The Reserve Banks view the Fedwire Securities Service's business continuity as critically important. The Reserve Banks maintain and regularly test contingency plans and backup facilities to ensure resilience of the Fedwire Securities Service and all integral support functions. The Fedwire Securities Service meets or exceeds the recommendations published in the Interagency Paper on Sound Practices to Strengthen the Resilience of the U.S. Financial System.87 The Reserve Banks maintain multiple out-of-region backup data centers and redundant out-of-region staffs that support the data centers, Fedwire Securities Service applications, and customer testing facilities and support services. The Reserve Banks rotate production support among out-of-region staffs regularly. In addition, the Fedwire applications transmit and log transactions and critical database changes to both the primary and secondary backup data centers in real time throughout the day. The Reserve Banks also conduct on-site and remote-site recovery tests at the out-of-region data centers each year.
As outlined in the Reserve Banks' OC 7, Fedwire Securities Service participants are responsible for developing their own contingency and recovery plans, such as backup computer and operations facilities. The most active Fedwire Securities Service participants are required to participate in a minimum number of contingency tests each year, including tests from the customers' backup sites.88 In addition, the Reserve Banks' customer testing facilities are available to all Fedwire Securities Service participants. Participants are also expected to follow Federal Financial Institutions Examination Council guidance for regulated depository institutions, among others, regarding business resumption and information systems contingency planning.

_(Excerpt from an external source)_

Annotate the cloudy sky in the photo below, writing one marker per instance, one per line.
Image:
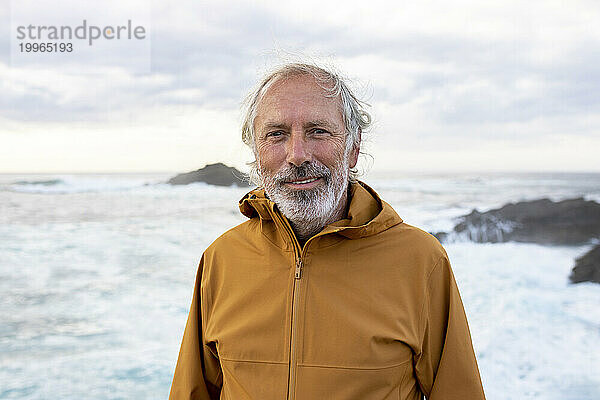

In the event of a Fedwire Securities Service processing disruption, participants have a process by which they reconcile their records of transfer messages sent with the Reserve Banks' records. After a disruption, the Reserve Banks issue reports to participants listing the securities transfers that the Reserve Banks have processed. Participants reconcile this report and their own reports to identify any gaps in the sequence numbers assigned to each transfer initiated by the participant. These gaps represent transfers that were submitted but not accepted or processed by the Fedwire Securities Service. Once the Fedwire Securities Service resumes processing, participants resend those transfer messages that fall within the gaps, flagged as possible duplicate messages. Participants exercise this reconciliation process regularly during contingency tests.
The Reserve Banks' procedures to ensure the integrity of transfer messages are also outlined in OC 7. The Reserve Banks require participants to implement appropriate physical and logical security measures to protect any access controls, hardware, or software. These security measures ensure that the initiation of a transfer message occurs from locations that the Reserve Banks have authorized and requires action by more than one of the participant's employees. The Reserve Banks also require messages to contain adequate identifying information and adhere to other media and format requirements.
3. Are operational reliability issues reviewed regularly by senior management, including review by persons not responsible for the relevant operations? Are periodic external audits of the IT (information technology) system conducted? Is there an independent internal audit function and does it review operational risk controls?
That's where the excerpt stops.